Recent scientific information indicates that burning biomass — trees, for example — can actually increase global warming pollution, even compared to fossil fuels.  According to scientists, nearly all biomass fuels cause at least temporary near-term increases in atmospheric CO2 concentrations, significant amounts of which will persist in the atmosphere and cause climate damage for a century or more.  This near-term increase directly undermines efforts to reduce carbon dioxide emissions over the next several years, an effort that is essential to avoid the very worst damage due to climate change.  The EPA’s rule, however, grants all facilities burning any biogenic materials a three-year hiatus from having to obtain permits and control their CO2 emissions.

“The EPA is abdicating its regulatory responsibility and writing a blank check to energy companies by allowing massive increases in carbon dioxide from biomass incinerators on the drawing board in Virginia,” said Ernie Reed of Wild Virginia. 

“The EPA’s duty is to protect American citizens and natural resources from significant risks. We are seeing the growing risks of a changing climate, including increased droughts and floods, tornadoes and record summer temperatures. This rule only delays the EPA from doing its job,” said Wayne Jenkins of Georgia ForestWatch.

“Biomass burning is not carbon neutral, and the EPA’s action will result not only in excessive greenhouse gas emissions but also unacceptable decreases in forest stocks,” said Jonathan Peress of the Conservation Law Foundation. “By ignoring science, the exemption will cause a far greater share of the earth’s carbon to be emitted into the atmosphere rather than stored in the forest.”

“Biomass energy is and should continue to be an important part of Maine’s energy mix,” said Dylan Voorhees of the Natural Resources Council of Maine.  “However, it is essential that we use tools like the Clean Air Act to ensure that we use biomass efficiently to minimize pollution, and that ensure our forests are managed sustainably.  If we don’t, our air, waters and forests will suffer.”

Legal Background
The EPA’s rule marks a striking about-face for the agency.  The agency’s “tailoring rule” — the June 2010 regulation in which it spelled out how greenhouse gases would be regulated under Clean Air Act permit programs — treated biogenic and nonbiogenic greenhouse gas emissions similarly.  When industry groups challenged this aspect of the tailoring rule, the organizations filing today’s lawsuit intervened to defend the EPA’s decision.  That case, National Alliance of Forest Owners v.
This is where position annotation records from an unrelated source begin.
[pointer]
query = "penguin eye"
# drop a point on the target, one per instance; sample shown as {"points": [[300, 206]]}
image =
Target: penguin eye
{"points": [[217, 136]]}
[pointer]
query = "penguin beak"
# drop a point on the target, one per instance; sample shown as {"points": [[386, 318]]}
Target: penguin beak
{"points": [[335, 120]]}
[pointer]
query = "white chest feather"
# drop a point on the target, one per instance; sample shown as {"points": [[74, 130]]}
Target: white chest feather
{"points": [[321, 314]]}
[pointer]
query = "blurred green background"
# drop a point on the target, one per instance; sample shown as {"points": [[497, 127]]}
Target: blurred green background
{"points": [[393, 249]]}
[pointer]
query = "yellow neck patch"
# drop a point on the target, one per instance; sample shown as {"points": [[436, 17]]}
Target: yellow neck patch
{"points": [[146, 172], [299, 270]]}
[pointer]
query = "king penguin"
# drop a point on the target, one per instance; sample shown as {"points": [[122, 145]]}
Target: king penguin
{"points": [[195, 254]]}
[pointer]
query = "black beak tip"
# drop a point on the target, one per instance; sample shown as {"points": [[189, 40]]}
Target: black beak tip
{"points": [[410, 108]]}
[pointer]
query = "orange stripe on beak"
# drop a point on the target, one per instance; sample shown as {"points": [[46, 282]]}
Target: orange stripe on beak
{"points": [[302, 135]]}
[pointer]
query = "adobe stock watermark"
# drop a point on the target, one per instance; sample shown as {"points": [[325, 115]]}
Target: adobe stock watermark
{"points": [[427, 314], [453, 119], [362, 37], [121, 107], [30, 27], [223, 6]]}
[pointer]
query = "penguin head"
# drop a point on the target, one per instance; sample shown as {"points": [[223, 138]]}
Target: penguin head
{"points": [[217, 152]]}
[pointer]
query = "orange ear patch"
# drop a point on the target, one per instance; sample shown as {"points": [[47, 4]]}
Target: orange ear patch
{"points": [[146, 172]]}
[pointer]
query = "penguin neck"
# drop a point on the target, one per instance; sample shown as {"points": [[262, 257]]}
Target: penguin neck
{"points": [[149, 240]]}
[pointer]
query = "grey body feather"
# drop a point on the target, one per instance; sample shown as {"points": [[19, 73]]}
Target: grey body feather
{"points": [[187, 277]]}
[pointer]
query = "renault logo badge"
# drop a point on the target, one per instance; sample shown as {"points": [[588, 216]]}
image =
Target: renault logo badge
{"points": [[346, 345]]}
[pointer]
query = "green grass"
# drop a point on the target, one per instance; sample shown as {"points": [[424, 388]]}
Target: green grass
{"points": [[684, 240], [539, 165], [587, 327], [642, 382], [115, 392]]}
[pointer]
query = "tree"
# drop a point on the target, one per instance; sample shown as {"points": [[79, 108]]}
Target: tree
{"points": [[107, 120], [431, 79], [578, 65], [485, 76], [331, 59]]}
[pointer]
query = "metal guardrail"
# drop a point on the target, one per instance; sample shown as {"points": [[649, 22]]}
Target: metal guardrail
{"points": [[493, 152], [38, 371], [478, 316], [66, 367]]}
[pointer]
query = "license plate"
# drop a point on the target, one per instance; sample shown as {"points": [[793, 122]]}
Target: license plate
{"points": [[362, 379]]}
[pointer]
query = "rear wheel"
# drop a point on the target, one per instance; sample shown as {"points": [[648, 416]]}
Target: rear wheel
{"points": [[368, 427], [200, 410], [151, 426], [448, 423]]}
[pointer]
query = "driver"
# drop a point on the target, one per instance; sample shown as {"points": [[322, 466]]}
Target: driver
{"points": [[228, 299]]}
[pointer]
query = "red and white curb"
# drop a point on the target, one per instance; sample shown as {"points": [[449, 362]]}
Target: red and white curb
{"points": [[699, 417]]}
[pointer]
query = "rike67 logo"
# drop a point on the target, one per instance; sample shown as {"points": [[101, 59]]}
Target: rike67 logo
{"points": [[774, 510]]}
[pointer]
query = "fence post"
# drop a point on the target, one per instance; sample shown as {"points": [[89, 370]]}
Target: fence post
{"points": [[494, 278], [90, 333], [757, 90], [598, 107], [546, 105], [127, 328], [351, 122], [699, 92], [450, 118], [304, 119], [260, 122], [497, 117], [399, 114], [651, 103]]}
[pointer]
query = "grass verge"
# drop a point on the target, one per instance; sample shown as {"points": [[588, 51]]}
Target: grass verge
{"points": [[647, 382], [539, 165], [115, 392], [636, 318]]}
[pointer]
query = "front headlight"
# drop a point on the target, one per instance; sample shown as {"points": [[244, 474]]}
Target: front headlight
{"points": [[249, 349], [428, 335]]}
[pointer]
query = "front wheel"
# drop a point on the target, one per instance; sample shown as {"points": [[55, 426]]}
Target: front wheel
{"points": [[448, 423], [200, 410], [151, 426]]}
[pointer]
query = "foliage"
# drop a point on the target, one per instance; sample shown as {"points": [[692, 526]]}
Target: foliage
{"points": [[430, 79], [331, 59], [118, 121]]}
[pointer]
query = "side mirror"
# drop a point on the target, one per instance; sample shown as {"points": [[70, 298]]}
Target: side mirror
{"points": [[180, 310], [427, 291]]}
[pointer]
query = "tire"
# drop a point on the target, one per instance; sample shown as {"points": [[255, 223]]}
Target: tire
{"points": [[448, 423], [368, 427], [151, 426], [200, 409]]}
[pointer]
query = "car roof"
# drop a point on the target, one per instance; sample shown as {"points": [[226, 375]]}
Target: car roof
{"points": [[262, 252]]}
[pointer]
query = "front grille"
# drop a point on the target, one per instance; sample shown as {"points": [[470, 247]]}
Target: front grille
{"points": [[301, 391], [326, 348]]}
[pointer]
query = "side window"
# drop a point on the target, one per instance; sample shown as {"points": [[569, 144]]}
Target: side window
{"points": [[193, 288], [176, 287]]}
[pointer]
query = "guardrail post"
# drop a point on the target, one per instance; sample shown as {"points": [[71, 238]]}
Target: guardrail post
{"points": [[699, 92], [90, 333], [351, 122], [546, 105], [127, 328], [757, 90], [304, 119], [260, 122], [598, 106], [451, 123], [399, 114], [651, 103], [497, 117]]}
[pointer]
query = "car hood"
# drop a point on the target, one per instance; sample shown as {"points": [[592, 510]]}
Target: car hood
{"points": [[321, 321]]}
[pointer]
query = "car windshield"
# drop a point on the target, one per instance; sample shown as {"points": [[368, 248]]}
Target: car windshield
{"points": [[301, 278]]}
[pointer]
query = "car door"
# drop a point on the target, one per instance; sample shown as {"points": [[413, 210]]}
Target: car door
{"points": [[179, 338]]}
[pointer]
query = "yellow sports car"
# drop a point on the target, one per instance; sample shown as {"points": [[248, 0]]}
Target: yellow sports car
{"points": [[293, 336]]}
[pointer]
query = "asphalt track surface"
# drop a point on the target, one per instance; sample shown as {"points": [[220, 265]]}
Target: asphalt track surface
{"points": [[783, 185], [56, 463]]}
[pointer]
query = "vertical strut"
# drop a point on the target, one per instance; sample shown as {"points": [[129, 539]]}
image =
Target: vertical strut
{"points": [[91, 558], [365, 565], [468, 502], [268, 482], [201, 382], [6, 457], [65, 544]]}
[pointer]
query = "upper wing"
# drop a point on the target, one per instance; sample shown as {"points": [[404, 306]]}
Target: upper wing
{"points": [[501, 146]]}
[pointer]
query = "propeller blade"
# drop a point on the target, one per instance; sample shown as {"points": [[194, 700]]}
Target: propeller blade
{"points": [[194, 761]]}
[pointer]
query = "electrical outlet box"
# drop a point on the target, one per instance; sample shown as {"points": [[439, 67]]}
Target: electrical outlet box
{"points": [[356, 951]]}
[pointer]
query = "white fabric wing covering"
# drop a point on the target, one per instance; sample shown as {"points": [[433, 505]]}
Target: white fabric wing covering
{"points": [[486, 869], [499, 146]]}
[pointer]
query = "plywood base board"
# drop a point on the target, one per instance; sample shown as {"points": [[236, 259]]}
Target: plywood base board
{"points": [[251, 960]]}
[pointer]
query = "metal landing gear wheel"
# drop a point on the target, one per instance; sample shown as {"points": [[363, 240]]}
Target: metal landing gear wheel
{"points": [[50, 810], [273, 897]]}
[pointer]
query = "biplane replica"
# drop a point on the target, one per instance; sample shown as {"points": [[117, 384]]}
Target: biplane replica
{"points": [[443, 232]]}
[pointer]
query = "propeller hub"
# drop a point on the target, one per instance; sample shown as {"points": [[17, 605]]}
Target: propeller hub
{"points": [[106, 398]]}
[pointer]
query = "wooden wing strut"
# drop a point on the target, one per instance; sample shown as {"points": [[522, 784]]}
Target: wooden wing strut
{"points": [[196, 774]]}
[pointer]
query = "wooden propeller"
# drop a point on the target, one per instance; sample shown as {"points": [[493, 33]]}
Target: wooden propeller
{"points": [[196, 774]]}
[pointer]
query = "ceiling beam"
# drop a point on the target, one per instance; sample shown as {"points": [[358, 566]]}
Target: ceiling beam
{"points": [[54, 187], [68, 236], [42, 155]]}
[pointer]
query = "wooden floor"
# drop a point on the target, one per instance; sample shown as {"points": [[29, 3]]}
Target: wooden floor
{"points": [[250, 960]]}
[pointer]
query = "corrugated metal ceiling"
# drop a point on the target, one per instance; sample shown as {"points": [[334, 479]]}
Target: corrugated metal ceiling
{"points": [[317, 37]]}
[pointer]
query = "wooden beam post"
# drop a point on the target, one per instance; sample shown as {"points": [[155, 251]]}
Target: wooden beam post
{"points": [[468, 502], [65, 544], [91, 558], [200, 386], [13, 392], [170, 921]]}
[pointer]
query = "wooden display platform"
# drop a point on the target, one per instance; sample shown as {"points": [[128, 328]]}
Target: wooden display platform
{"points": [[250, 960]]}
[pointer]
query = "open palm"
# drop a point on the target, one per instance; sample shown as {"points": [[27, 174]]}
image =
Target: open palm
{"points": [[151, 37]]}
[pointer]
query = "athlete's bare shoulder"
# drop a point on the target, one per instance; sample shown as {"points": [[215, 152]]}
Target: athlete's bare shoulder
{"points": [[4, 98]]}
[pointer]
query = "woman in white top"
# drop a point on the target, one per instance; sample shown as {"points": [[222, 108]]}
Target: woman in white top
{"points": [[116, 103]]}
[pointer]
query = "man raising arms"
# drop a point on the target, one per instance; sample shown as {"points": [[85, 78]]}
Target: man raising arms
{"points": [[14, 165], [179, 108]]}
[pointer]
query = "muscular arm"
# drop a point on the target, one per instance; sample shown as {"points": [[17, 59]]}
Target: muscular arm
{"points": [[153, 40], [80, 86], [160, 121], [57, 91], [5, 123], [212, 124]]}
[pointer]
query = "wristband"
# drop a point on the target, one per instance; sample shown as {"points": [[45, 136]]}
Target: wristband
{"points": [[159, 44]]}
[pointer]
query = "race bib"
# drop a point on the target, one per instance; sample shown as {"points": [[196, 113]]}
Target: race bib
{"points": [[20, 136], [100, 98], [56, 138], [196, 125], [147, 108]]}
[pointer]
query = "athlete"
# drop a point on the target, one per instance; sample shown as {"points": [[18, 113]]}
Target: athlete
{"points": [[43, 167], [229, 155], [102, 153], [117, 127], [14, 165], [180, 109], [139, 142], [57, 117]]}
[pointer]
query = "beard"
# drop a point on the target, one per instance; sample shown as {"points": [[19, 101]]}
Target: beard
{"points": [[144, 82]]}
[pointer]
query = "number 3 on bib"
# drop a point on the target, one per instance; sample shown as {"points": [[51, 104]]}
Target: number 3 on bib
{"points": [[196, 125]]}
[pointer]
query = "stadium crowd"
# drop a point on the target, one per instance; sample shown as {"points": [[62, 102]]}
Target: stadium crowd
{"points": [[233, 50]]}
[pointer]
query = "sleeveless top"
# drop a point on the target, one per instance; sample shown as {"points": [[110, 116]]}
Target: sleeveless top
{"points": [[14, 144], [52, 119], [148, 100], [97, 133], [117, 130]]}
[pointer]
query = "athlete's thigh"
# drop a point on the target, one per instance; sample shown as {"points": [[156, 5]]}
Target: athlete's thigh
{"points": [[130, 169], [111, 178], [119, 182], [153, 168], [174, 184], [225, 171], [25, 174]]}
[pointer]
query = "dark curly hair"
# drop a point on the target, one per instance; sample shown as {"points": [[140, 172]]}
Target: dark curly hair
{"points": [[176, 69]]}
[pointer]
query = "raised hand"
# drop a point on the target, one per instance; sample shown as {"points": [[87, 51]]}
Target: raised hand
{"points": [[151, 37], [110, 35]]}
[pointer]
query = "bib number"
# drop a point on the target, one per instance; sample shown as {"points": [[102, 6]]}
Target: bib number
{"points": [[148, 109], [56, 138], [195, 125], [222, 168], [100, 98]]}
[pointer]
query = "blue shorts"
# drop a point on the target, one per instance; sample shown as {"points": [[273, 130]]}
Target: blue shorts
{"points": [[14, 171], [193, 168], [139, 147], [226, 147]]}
EPA (D.C. Cir. Case No. 10-1209), is still pending.  The EPA, however, has since reversed course.  Earlier this year, the agency improperly granted an industry petition for reconsideration of the tailoring rule, a decision that the organizations filing today’s lawsuit challenged in Center for Biological Diversity, et al. v. EPA (D.C. Cir. Case No. 11-1101).  The biomass exemption rule challenged in today’s lawsuit is the final outcome of the EPA’s reconsideration process.